PARIS: German engineers have created a camera no bigger than a grain of salt that could change the future of health imaging — and clandestine surveillance.

Using 3-D printing, researchers from the University of Stuttgart built a three-lens camera, and fit it onto the end of an optical fibre the width of two hairs.

Such technology could be used as minimally-intrusive endoscopes for exploring inside the human body, the engineers reported in the journal Nature Photonics.

It could also be deployed in virtually invisible security monitors, or mini-robots with “autonomous vision”.

3-D printing — also known as additive manufacturing — makes three-dimensional objects by depositing layer after layer of materials such as plastic, metal or ceramic.

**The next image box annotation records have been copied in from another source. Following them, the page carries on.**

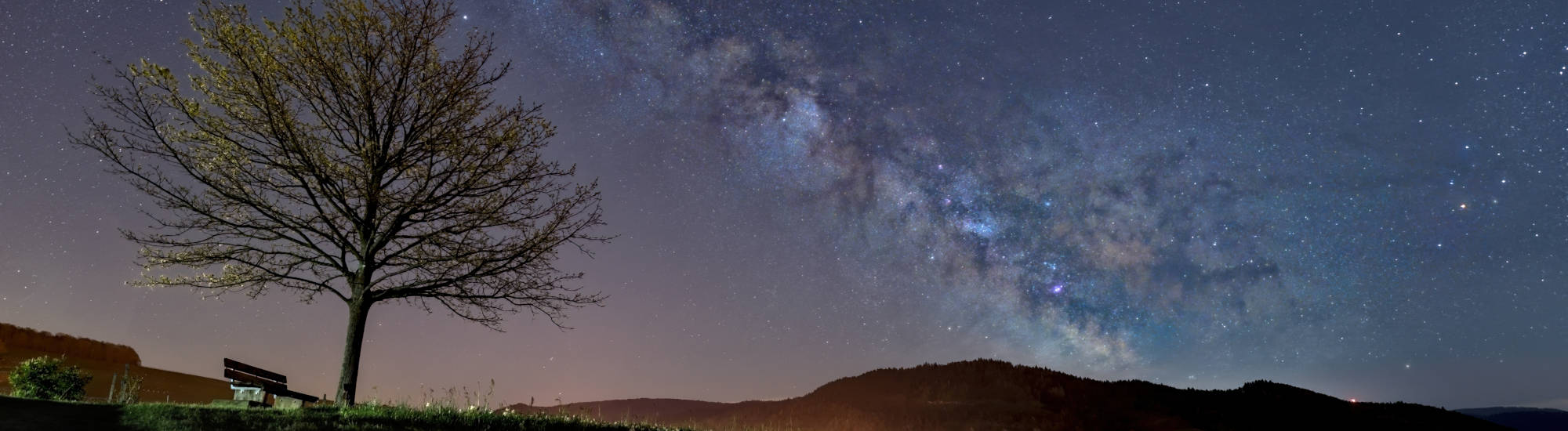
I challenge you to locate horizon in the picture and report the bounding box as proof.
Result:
[0,0,1568,409]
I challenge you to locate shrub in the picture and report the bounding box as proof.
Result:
[11,356,93,401]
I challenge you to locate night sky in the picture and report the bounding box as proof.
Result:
[0,0,1568,407]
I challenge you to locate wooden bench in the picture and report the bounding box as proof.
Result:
[223,357,320,409]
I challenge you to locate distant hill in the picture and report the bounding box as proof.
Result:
[0,323,234,404]
[510,360,1505,431]
[1455,407,1568,431]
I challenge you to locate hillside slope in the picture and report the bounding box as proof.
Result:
[511,360,1505,431]
[0,323,234,404]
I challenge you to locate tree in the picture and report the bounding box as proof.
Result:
[8,356,93,401]
[71,0,608,404]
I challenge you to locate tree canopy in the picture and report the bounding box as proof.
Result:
[72,0,608,403]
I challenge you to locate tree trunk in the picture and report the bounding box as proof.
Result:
[337,298,370,406]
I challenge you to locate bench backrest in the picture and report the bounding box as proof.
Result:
[223,357,318,403]
[223,357,289,392]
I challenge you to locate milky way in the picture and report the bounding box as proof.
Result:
[505,3,1565,373]
[0,2,1568,406]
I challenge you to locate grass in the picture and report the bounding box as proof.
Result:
[0,397,699,431]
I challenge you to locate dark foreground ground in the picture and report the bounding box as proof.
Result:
[0,397,690,431]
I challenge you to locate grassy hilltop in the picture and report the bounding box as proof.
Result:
[0,397,693,431]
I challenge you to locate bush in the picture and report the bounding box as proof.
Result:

Due to manufacturing limitations, lenses cannot currently be made small enough for key uses in the medical field, said the team, which believe its 3-D printing method may represent “a paradigm shift”.

It took only a few hours to design, manufacture and test the tiny eye, which yielded “high optical performances and tremendous compactness,” the researchers reported.

The compound lens is just 100 micrometres (0.1 millimetres) wide, and 120 micrometres with its casing.

It can focus on images from a distance of 3.0 mm, and relay them over the length of a 1.7-metre (5.6-foot) optical fibre to which it is attached.